Ouais donc, mon expérience avec le transfert était drôle en quelque sorte. Je suis allé dans une école où je n'ai pas eu de mauvaise expérience à proprement parler, mais ce n'était tout simplement pas le bon endroit pour moi. Je ne m'intégrais pas vraiment dans la communauté aussi bien que je l'avais espéré. Lorsque j'ai été transféré chez William et Mary, je savais que je pouvais apprécier les gens d'ici et ce qu'ils pouvaient offrir. Je pense que j'y ai accordé beaucoup d'importance et que j'avais beaucoup d'attentes, donc quand je suis arrivé ici, c'était un peu une transition. C'était assez difficile, mais je pense que je me suis vraiment mis au défi de rencontrer autant de personnes que possible. Et atteindre l'extérieur de moi-même. Et maintenant me voici, une personne âgée, qui veut redonner à tout le monde. Même s'il y a eu quelques semestres difficiles, j'ai l'impression que cette école et cette communauté m'ont vraiment accepté et m'ont donné quelque chose que ma dernière école ne pouvait pas offrir. J'ai vraiment l'impression que je peux maintenant offrir [cette acceptation] aux nouveaux étudiants. Je suis un assistant d'orientation pour Spring Orientation, qui est un groupe d'étudiants en transfert, et je le fais pour cette raison spécifique de répandre l'acceptation et la communauté. Je sais à quel point c'était important pour moi que cette communauté ait les bras ouverts quand je traversais beaucoup de choses. Je veux donner aux autres ce même type de chaleur et d'amour. Bien sûr, étant une personne âgée, je suis très sentimentale à propos de tout. Il y a eu beaucoup de mois où je n'étais pas très à l'aise, ce sont vraiment les gens qui m'ont gardé connecté à cette communauté et qui en ont valu la peine.

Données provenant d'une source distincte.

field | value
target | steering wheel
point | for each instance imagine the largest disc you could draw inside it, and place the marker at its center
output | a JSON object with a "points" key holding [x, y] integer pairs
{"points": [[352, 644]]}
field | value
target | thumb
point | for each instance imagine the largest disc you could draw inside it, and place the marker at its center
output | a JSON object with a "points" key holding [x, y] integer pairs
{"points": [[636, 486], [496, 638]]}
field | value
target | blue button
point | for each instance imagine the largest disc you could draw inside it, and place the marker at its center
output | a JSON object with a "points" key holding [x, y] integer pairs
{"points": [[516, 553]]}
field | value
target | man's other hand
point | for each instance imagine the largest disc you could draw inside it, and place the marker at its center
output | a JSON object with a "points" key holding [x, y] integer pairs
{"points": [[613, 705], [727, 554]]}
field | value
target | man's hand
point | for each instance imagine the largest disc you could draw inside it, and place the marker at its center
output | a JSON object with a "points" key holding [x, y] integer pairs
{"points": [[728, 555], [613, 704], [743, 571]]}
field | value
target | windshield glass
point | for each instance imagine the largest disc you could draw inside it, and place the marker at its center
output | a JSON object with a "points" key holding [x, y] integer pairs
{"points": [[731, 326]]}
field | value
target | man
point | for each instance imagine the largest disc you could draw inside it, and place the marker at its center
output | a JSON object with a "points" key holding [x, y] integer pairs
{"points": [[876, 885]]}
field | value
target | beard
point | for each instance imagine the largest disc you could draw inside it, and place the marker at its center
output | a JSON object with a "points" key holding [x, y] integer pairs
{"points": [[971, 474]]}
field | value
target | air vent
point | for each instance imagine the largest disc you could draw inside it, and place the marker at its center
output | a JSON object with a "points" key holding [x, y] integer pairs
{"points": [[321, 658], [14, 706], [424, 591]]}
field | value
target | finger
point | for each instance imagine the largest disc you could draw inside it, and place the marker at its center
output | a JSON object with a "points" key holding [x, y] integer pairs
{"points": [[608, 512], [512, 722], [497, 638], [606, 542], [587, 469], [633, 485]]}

Envisagez-vous de faire des biscuits pour votre groupe d'orientation au printemps?

Je pense que ce serait tellement amusant. J'ai toujours fait l'orientation à l'automne avec Freshman, et cela a une valeur sentimentale différente. [Orientation de printemps] a un groupe de personnes beaucoup plus petit. Il peut être très difficile de changer d'école en milieu d'année, donc je pense que ce serait vraiment spécial.

Je comprends ce que vous dites sur l'altruisme parce que j'aime donner des trucs aux gens, et j'ai du mal à recevoir la même quantité d'amour chaque fois que j'en ai besoin.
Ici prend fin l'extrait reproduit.